The six bishops had in 2017 asked the US bishops' conference to investigate the alleged apparitions, considering that inquiries were being received about the alleged apparition and its purported request for a procession of the nation's bishops and that a statue of Our Lady of America be placed in the Basilica of the National Shrine of the Immaculate Conception.
The Congregation for the Doctrine of the Faith advised that it be conducted by one of the bishops, and Bishop Rhoades agreed to do so.
He received documentation of Sr. Neuzil's correspondence the following year, and he conducted the evaluation with a commission of theological and canonical experts. They also gathered personal interviews with witnesses who knew Sr. Neuzil.

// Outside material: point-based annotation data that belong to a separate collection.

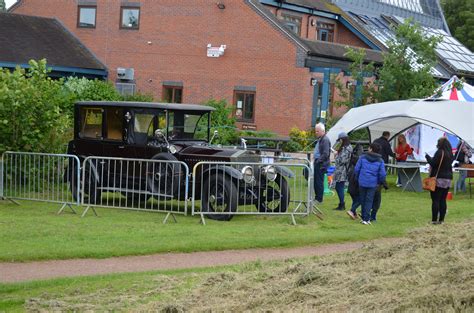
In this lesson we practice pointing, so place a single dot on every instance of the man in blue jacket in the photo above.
(321, 160)
(370, 172)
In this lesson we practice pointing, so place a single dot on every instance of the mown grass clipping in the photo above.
(431, 269)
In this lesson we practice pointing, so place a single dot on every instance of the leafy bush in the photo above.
(303, 140)
(139, 97)
(31, 106)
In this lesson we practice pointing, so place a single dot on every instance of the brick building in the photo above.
(272, 60)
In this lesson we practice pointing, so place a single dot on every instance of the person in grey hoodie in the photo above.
(321, 160)
(370, 172)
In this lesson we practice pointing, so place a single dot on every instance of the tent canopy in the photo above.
(455, 117)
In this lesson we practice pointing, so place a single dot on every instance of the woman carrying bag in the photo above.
(441, 169)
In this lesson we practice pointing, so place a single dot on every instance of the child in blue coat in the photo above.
(370, 172)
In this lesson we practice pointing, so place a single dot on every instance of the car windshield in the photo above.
(187, 126)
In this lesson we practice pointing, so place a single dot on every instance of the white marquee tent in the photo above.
(455, 117)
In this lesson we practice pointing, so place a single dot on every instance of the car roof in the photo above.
(148, 105)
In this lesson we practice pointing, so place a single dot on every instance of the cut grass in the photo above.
(431, 270)
(33, 231)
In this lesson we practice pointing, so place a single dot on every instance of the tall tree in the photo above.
(406, 71)
(459, 15)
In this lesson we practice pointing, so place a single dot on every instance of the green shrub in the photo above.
(304, 138)
(31, 110)
(223, 121)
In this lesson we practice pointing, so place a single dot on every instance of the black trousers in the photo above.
(438, 204)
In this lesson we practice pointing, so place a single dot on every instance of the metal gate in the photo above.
(137, 184)
(40, 177)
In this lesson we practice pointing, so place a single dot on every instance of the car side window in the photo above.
(91, 123)
(114, 123)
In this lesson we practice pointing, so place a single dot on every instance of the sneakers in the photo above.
(351, 214)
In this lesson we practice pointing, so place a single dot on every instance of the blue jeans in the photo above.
(366, 195)
(461, 182)
(319, 181)
(376, 204)
(340, 190)
(355, 203)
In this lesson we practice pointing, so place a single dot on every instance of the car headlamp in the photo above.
(247, 172)
(173, 149)
(270, 172)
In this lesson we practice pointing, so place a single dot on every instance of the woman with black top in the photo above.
(441, 168)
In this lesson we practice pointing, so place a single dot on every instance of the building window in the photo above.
(325, 31)
(244, 102)
(173, 94)
(293, 23)
(130, 18)
(86, 16)
(125, 89)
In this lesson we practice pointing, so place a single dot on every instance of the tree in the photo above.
(406, 70)
(404, 74)
(459, 15)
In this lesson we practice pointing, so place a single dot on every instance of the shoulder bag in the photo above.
(429, 183)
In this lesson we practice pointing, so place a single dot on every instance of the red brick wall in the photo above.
(179, 31)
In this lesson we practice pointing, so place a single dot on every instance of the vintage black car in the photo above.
(173, 132)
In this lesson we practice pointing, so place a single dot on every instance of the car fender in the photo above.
(232, 172)
(283, 171)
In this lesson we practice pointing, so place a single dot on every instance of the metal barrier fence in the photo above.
(226, 189)
(41, 177)
(137, 184)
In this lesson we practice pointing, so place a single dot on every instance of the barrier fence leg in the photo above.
(11, 200)
(168, 215)
(293, 221)
(87, 209)
(64, 206)
(316, 211)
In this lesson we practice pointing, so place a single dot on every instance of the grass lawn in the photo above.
(33, 231)
(431, 269)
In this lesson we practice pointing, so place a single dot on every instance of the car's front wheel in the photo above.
(219, 195)
(274, 196)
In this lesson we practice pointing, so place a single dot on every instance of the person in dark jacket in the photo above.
(321, 160)
(440, 167)
(385, 146)
(343, 158)
(463, 156)
(370, 170)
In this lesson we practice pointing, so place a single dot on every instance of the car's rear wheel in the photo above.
(275, 196)
(219, 195)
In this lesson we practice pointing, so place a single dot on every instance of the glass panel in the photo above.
(248, 109)
(130, 18)
(142, 123)
(91, 123)
(293, 23)
(114, 123)
(184, 126)
(87, 17)
(178, 95)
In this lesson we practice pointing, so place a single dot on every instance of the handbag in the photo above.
(429, 183)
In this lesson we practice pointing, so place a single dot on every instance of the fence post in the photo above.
(1, 177)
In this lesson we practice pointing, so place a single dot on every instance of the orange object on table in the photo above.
(450, 196)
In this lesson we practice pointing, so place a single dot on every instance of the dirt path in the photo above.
(17, 272)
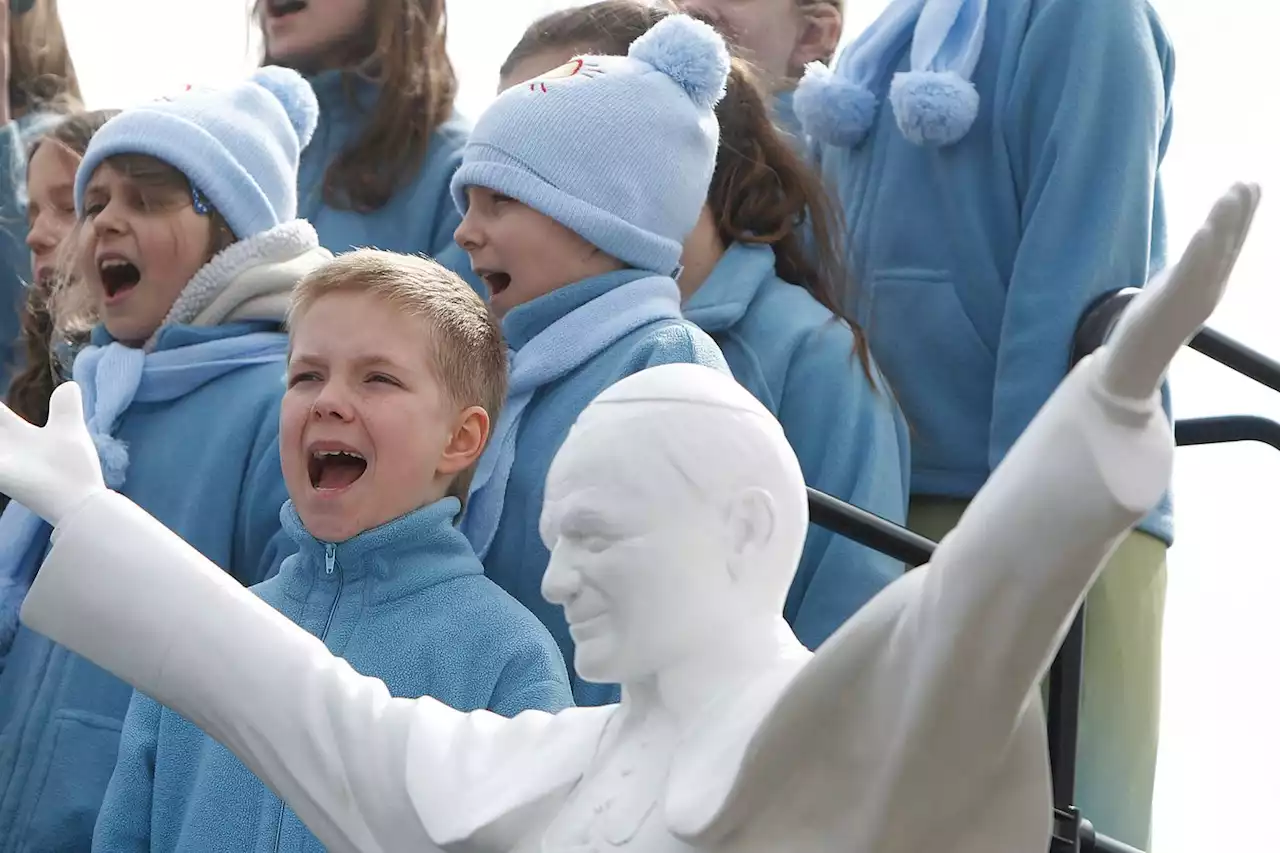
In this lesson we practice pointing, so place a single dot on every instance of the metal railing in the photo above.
(1073, 833)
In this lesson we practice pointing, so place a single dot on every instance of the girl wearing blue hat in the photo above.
(188, 242)
(750, 283)
(577, 190)
(997, 164)
(388, 140)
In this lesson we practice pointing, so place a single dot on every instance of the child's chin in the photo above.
(325, 524)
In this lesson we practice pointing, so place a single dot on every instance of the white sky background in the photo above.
(1220, 765)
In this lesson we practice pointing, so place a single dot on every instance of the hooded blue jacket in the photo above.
(406, 602)
(974, 261)
(60, 715)
(849, 434)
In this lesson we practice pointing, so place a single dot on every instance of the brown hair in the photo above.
(466, 350)
(403, 49)
(44, 325)
(762, 190)
(41, 73)
(158, 176)
(69, 300)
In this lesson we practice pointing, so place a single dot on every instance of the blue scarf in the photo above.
(112, 378)
(551, 355)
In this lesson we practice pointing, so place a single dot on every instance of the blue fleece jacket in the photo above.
(419, 219)
(849, 436)
(517, 557)
(406, 602)
(60, 715)
(974, 261)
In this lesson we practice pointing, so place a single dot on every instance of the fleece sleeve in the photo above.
(124, 820)
(534, 679)
(1088, 122)
(676, 343)
(261, 546)
(846, 436)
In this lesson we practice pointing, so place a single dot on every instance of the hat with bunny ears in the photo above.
(935, 103)
(238, 145)
(618, 149)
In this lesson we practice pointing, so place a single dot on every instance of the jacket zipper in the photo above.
(330, 559)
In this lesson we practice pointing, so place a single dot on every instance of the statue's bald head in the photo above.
(685, 432)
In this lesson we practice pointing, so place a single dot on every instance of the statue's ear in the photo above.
(752, 521)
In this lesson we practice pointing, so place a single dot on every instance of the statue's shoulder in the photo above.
(812, 723)
(511, 776)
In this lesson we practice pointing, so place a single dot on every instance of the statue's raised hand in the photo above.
(53, 469)
(1179, 300)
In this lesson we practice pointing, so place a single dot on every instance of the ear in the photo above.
(466, 442)
(752, 520)
(821, 26)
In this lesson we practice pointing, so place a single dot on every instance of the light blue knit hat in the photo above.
(618, 149)
(238, 146)
(935, 103)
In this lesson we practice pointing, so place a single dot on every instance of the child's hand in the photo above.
(1179, 300)
(50, 470)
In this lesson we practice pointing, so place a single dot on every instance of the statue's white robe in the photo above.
(915, 729)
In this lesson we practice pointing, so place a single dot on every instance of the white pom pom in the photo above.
(690, 53)
(295, 95)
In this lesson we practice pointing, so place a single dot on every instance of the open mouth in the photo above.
(494, 281)
(282, 8)
(118, 276)
(336, 470)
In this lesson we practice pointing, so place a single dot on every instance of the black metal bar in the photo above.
(1239, 357)
(1065, 679)
(869, 529)
(1226, 429)
(1072, 833)
(1093, 842)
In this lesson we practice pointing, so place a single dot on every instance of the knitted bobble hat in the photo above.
(238, 146)
(617, 149)
(935, 103)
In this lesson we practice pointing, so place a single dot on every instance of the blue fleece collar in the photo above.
(728, 291)
(420, 548)
(524, 322)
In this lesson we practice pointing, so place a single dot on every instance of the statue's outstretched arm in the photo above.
(365, 771)
(136, 600)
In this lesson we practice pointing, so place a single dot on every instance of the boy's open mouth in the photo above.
(494, 281)
(280, 8)
(334, 470)
(118, 276)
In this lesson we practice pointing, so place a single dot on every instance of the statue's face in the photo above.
(638, 559)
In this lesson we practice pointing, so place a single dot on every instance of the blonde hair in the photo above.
(465, 346)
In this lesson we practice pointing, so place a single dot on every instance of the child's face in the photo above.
(51, 205)
(141, 246)
(778, 36)
(366, 430)
(307, 33)
(521, 254)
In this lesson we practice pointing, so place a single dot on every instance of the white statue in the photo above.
(675, 514)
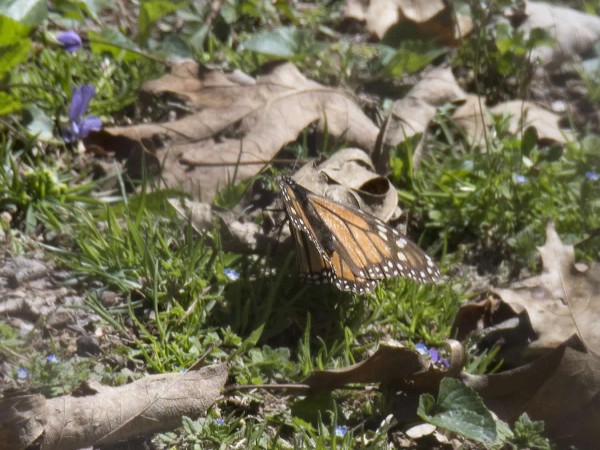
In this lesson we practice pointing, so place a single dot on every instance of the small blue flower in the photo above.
(70, 40)
(592, 176)
(422, 349)
(432, 353)
(81, 126)
(231, 274)
(521, 179)
(340, 430)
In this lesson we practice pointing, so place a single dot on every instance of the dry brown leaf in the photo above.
(349, 177)
(412, 114)
(237, 127)
(108, 415)
(561, 388)
(563, 300)
(575, 32)
(433, 17)
(236, 235)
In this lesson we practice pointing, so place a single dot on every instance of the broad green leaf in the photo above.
(412, 57)
(111, 41)
(9, 104)
(29, 12)
(38, 123)
(283, 42)
(14, 44)
(458, 409)
(150, 13)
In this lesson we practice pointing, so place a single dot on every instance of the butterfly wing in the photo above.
(348, 247)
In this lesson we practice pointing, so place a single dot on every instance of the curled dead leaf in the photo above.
(108, 415)
(554, 305)
(434, 18)
(561, 388)
(400, 367)
(236, 127)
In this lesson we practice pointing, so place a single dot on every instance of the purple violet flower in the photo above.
(81, 126)
(521, 179)
(340, 430)
(231, 274)
(70, 40)
(431, 353)
(592, 176)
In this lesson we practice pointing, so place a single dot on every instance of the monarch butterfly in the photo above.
(347, 247)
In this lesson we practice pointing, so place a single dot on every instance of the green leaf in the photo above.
(38, 123)
(150, 13)
(530, 138)
(411, 57)
(460, 410)
(14, 44)
(111, 41)
(9, 104)
(283, 42)
(28, 12)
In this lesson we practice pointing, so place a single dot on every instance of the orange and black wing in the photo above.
(347, 247)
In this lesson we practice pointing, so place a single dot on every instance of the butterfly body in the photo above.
(345, 246)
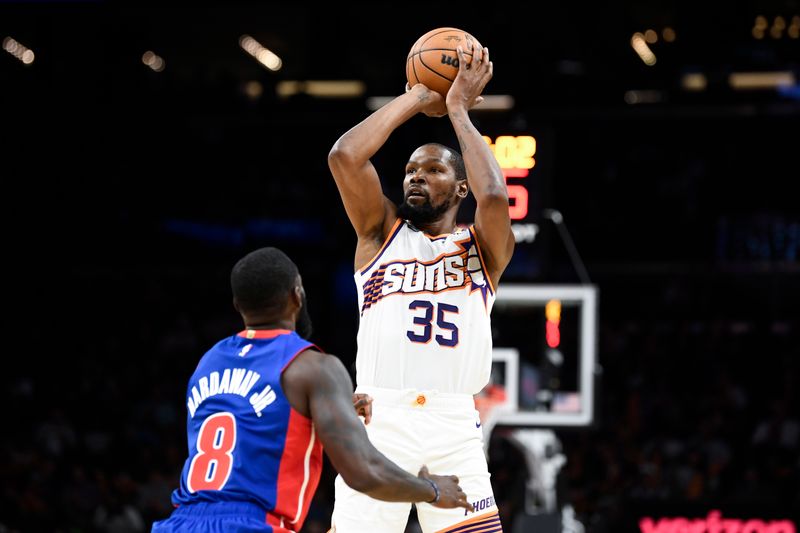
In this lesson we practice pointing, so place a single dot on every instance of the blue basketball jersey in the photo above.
(246, 443)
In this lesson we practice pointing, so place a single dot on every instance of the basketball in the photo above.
(433, 60)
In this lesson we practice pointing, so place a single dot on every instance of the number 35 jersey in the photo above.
(246, 442)
(425, 303)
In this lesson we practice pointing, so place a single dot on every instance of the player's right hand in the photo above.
(433, 104)
(450, 493)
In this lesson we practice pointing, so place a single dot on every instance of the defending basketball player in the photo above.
(426, 289)
(261, 406)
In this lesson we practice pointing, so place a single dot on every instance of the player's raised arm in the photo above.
(370, 212)
(485, 178)
(319, 384)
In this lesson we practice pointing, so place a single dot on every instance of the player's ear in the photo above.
(462, 189)
(296, 296)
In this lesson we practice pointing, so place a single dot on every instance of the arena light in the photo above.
(649, 96)
(639, 45)
(491, 102)
(263, 55)
(694, 81)
(744, 81)
(18, 50)
(321, 88)
(154, 61)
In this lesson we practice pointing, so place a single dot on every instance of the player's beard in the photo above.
(423, 214)
(303, 325)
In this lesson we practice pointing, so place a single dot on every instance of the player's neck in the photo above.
(445, 226)
(261, 323)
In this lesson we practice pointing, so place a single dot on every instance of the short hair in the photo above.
(263, 279)
(455, 159)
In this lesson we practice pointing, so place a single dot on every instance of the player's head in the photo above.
(435, 183)
(267, 289)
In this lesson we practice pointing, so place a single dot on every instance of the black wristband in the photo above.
(435, 490)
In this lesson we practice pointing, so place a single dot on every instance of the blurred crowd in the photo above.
(692, 410)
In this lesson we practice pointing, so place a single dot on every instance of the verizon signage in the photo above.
(714, 523)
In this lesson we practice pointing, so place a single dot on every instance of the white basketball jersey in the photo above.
(425, 303)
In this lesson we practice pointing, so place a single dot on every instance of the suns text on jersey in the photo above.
(238, 381)
(444, 273)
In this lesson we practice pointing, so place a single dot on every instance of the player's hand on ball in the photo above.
(450, 493)
(363, 406)
(471, 78)
(433, 104)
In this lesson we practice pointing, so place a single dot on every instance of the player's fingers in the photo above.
(462, 61)
(477, 54)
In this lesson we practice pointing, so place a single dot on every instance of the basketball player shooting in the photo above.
(426, 290)
(261, 406)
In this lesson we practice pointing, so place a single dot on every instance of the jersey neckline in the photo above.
(262, 333)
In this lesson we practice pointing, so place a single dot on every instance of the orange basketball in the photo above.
(433, 60)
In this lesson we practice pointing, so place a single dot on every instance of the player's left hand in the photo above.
(363, 406)
(471, 78)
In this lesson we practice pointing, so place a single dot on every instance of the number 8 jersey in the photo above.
(425, 303)
(246, 443)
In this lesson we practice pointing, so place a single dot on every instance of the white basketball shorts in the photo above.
(415, 428)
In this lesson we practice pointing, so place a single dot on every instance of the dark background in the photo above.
(127, 195)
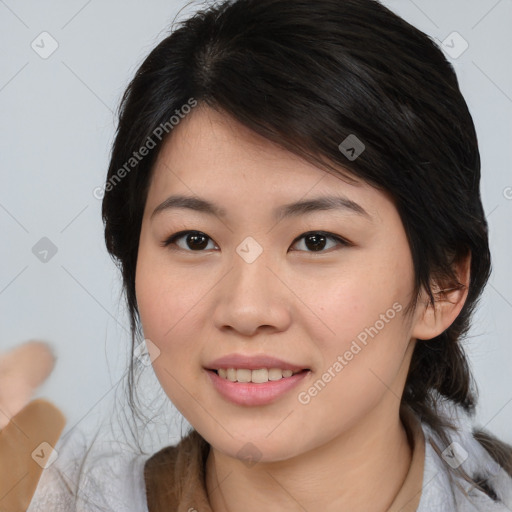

The procedure for the investigation was carried out in accordance with the Congregation for the Doctrine of the Faith's 1978 "Norms regarding the manner of proceeding in the discernment of presumed apparitions or revelations."
Some bishops have permitted the public display of statues of Our Lady of America, and then-Msgr. Liebold had given an imprimatur to a prayer attached to the devotion in 1963.
The six bishops wrote May 7 that "given this history of prayers and religious articles being given approval by competent ecclesiastical authority, the use of such prayers religious articles may continue as a matter of private devotion, but not as a public devotion of the Church."
"Indeed, such private devotion would be consistent with the history of the United States of America being dedicated to Our Lady," they added.
However, "such private devotion should in no way imply approval or acceptance of purported revelations, visions, or locutions attributed to Sister Mary Ephrem (Mildred) Neuzil other than as her own subjective inner religious experiences."
A spokesperson for the Diocese of Fort Wayne-South Bend told CNA that "the conclusion of Bishop Rhoades and the other five bishops pertains to the entire Church. The same would have been true if the decision were in the affirmative."